The Philadelphia Inquirer (5/27, Snyder) reported, “Pennsylvania is taking steps to make gifted education available to more students, but that has done little to quell long-standing tension between parents and school districts over how the state’s brightest are educated.” A new proposed policy keeps “a 130 IQ as the trigger for gifted education,” but would “make clear that districts must use more than an IQ score to identify gifted students.” The majority of “area school administrators interviewed said they already use more than an IQ score to evaluate students,” but “education advocates disagree.” And, “[s]ome parents are skeptical that the new rules will help their children” because “[t]here’s neither a carrot nor a stick for a district to comply.” They note that it is “up to the parents to file legal action,” and that “no on-site monitoring is required to see if programs are meeting student needs.” Even so, “experts say it’s encouraging that Pennsylvania took on changes in gifted education at a time when so many states are focused on meeting federal targets.”
School Finance
Dallas schools may cut teachers’ bonus pay from budget.
The Dallas Morning News (5/28, Fischer) reports, “Dallas school officials plan to cut an estimated $4 million from the district budget in the coming fiscal year because of a shortfall largely due to declining enrollment.” The cut “represents less than one percent of total spending from the district’s general fund, which is filled by local property taxes and state aid.” Under the 2008-2009 school spending plan, teacher pay raises “would average just less than $1,000. Still, that totals $11 million in new spending. To offset that increase, district administrators are recommending eliminating $9.6 million in longevity pay bonuses.” The Morning News notes that “[t]rustees have until June 30 to adopt the budget.”
Advertisement
New York City schools chancellor defends plan to cut school budgets.

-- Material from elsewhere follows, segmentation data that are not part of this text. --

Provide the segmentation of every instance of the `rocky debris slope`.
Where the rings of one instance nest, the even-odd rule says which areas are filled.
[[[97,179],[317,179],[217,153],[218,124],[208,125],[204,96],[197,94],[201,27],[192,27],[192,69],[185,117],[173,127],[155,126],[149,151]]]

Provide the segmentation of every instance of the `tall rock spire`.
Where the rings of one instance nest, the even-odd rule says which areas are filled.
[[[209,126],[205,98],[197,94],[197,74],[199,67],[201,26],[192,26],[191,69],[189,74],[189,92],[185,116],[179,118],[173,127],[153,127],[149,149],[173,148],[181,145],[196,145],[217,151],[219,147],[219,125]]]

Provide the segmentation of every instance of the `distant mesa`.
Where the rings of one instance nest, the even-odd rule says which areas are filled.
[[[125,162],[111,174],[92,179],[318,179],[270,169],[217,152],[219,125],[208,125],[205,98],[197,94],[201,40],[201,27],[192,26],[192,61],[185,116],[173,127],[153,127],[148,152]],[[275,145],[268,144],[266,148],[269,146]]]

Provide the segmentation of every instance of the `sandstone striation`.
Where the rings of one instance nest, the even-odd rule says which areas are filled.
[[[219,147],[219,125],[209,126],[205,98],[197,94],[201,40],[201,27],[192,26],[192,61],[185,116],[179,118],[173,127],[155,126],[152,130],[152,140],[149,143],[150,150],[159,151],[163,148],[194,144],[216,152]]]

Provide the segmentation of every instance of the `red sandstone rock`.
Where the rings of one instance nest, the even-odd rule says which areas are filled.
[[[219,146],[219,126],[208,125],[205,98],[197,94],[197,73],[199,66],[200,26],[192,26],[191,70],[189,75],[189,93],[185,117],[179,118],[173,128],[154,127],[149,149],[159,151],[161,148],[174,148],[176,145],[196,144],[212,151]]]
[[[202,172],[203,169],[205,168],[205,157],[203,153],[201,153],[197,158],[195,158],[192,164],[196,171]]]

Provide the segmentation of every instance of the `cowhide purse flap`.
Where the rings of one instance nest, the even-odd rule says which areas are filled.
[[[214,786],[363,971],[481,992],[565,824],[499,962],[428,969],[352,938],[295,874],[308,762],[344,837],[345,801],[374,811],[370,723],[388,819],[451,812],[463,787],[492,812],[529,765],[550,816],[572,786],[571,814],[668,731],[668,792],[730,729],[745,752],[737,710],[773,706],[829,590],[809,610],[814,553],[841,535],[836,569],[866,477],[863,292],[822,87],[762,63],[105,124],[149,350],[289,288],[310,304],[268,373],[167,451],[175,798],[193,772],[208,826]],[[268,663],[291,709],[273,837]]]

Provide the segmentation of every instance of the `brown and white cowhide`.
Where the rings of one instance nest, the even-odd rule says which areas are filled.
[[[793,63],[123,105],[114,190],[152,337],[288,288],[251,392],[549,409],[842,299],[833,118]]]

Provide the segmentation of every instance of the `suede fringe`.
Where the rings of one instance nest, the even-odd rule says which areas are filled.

The New York Times (5/28, B3, Medina) reports, “During a nearly four-hour hearing filled with skepticism that bordered on hostility from council members,” New York City Schools Chancellor Joel Klein “testified that the city badly needed more flexibility from the state to avoid significant cuts at dozens of public schools.” Klein noted “that many of the schools facing the harshest cuts were some of the most coveted and top-performing in the city, and that if the state allowed him flexibility, he would cut all school budgets by 1.4 percent.” He added that “if…regulations were scaled back, the Education Department would be roughly $99 million short of keeping all schools from facing cuts,” versus $400 million if “the state did not amend its restrictions.” During the meeting, “[s]everal council members criticized Mr. Klein for not doing more publicly to fight the mayor’s education budget, which allocated $428 million less than what had been planned for education,” to which Klein responded, “The city can’t give us what it doesn’t have.”
New York public radio station WNYC-FM (5/27, Rivera) added that council members also “criticized Klein for lobbying Albany to change the law to lift restrictions that regulates how $63 million of school education money should be spent.” Some are concerned “that the change would take money away from the lowest performing schools to buffer cuts at better performing schools.”